The Hardy Boys and Nancy Drew series have been so successful since their inception that there is a common misconception that the books were instantaneously successful from their inauguration in 1927 and 1930, respectively.
Now that some of the business records for the Stratemeyer Syndicate are receiving close attention from scholars, some interesting facts are coming to light which have answered previously posed questions and raised new ones.
In this case, the sales of the Hardy Boys are compared with the other "Franklin W. Dixon" series, Ted Scott. The latter series was an aviation series modeled after Charles Lindbergh and other aviation pioneers of the period. The first volume was Over the Ocean to Paris and was published a month or two after Lindbergh's flight. The intense public interest in Lindbergh's Transatlantic flight has been documented elsewhere but it is interesting to note that the total sales of Ted Scott were at times three times as high as that of the Hardy Boys and the average per volume was about twice as high until the Great Depression affected book sales.

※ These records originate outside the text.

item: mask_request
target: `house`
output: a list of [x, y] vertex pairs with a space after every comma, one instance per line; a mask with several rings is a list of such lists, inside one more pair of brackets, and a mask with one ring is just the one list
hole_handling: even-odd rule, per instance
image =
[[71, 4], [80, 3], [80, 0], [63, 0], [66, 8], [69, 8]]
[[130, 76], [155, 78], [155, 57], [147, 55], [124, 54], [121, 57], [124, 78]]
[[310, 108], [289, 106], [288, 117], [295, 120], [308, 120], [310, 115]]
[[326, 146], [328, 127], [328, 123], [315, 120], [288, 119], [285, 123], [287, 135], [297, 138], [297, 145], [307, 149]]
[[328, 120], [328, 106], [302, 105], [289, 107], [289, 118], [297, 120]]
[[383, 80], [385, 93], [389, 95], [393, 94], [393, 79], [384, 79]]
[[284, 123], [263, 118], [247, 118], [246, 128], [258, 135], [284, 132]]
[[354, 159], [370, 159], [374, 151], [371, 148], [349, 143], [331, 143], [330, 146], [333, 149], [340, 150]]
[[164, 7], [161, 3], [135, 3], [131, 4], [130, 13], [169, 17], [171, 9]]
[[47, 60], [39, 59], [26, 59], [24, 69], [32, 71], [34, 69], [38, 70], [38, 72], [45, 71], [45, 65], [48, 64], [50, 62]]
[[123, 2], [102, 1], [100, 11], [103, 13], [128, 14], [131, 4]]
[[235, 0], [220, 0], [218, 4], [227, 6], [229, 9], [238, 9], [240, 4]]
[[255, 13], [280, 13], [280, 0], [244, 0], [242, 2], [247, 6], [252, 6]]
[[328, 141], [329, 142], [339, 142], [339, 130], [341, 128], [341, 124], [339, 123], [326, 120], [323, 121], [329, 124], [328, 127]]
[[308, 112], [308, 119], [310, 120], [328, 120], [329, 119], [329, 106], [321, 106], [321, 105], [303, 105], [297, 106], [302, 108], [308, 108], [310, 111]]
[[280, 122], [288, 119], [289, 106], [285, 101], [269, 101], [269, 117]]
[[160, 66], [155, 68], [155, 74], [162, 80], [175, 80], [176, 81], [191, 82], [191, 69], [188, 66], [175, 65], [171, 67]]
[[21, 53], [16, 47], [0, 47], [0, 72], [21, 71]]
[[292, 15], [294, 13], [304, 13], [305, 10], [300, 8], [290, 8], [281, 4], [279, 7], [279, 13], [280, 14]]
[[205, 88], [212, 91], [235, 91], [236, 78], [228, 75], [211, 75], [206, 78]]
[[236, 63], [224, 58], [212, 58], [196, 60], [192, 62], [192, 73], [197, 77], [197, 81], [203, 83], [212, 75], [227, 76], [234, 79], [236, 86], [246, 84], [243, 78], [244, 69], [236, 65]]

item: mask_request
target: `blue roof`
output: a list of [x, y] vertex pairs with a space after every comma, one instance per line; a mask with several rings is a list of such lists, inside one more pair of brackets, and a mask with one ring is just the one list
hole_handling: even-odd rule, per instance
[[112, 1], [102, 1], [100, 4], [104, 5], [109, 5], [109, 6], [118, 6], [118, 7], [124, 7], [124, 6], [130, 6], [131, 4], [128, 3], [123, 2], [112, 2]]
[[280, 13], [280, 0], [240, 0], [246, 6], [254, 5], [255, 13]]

A word or two about this data is appropriate. The sales data from 1925 to 1929 was obtained from a document associated with Edward Stratemeyer's estate settlement. At the time, his daughters were seeking someone to purchase the company before they began to run the firm themselves in the fall of 1930. These sales figures were a prospectus for a potential purchaser.
The later sales data was tediously extracted from royalty records at NYPL by Frank Krieger. This is especially tiresome work as it involves going through many pages of documents to come up with the simple figures shown here. In many ways it is a thankless task for most people will look at the data, say "hmmmpf" to themselves, and then move on. I would like to acknowledge Frank's help on supplying the data for this page.